Similarly, in astronomy, there was a kind of standardized collection of astronomical omens The title we give to that work, which is about 70 tablets long, I think, and it's 6,500 to 7,000 omens recorded in those tablets. We call it Enuma, Anu, and Lil, which means Wen, Anu, and Enlil, which are two of the major deities.
Anu is the sky god, Enlil is the Sumerian name for the king of the gods, and this also refers to two of the three main sections of the sky. The sky is divided into the region of Anu, the region of Enlil, and the region of Ea, who I haven't referred to yet, who's a god of wisdom. So that textbook of omens, it's organized.
I mean, the first bit's on lunar omens, and then it talks about solar omens, and then weather omens, and then planetary omens. So it's organized. It's not just like a completely random collection of observations and predictions or fake observations and predictions.

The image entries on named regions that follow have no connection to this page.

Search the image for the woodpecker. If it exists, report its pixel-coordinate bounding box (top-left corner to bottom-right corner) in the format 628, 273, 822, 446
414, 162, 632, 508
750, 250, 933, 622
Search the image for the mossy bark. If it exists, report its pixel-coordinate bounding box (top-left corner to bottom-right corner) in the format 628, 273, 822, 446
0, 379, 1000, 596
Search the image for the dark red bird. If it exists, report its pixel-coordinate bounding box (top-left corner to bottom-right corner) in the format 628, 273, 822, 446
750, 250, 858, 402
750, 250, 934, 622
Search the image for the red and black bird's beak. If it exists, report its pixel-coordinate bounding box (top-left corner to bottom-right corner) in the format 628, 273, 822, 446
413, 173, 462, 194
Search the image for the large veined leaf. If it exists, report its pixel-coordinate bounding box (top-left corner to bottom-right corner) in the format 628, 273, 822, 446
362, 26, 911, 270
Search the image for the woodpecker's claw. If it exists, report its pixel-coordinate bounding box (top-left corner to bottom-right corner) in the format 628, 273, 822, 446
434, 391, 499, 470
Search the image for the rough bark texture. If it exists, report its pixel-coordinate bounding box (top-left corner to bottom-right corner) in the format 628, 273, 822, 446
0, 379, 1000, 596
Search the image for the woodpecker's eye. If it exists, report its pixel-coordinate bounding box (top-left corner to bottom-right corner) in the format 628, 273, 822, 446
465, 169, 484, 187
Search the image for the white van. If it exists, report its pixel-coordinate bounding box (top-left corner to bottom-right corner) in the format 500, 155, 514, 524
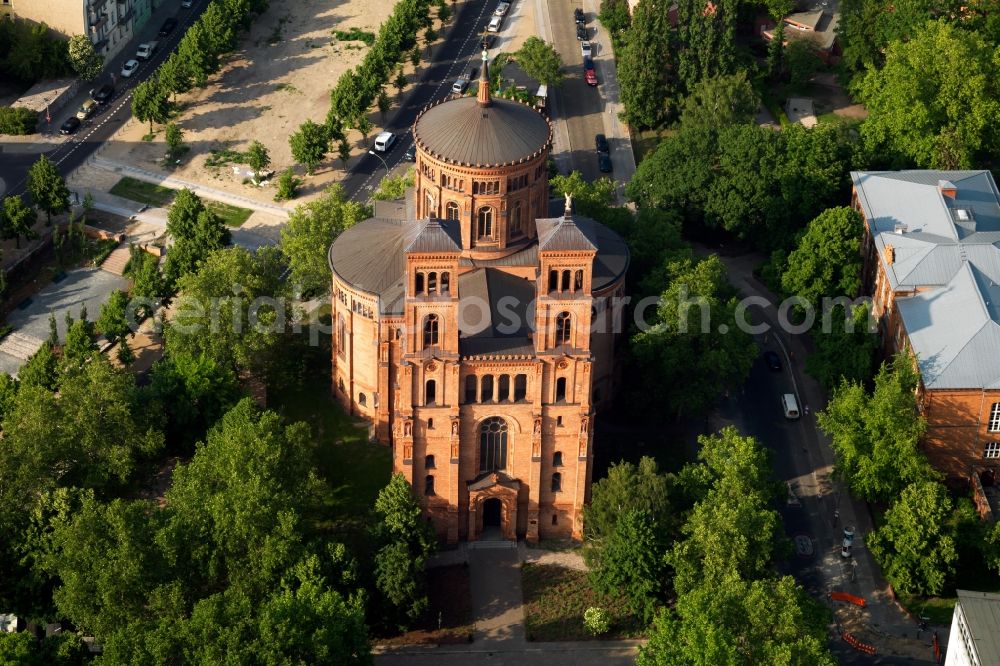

There's also the tablet in there that gives tables, like lunar tables, of the duration of the visibility of the Moon or the number of hours of sunlight and daylight on the equinoxes and solstices, that sort of thing. So it gives these kind of ideal mathematical tables halfway through, which we think were used to allow for anomalies against those mathematical ideals to be considered as omens.
So it's a really packed, it's a really dense textbook of omens. And that, we think, comes from the 1st millennium BCE. There are some forerunners that are earlier, like the lunar omens from the Old Babylonian period from around 2000 BCE, but it achieves this kind of standard form that's not exactly standardized all across the board, but is more or less standard in the 1st millennium BCE.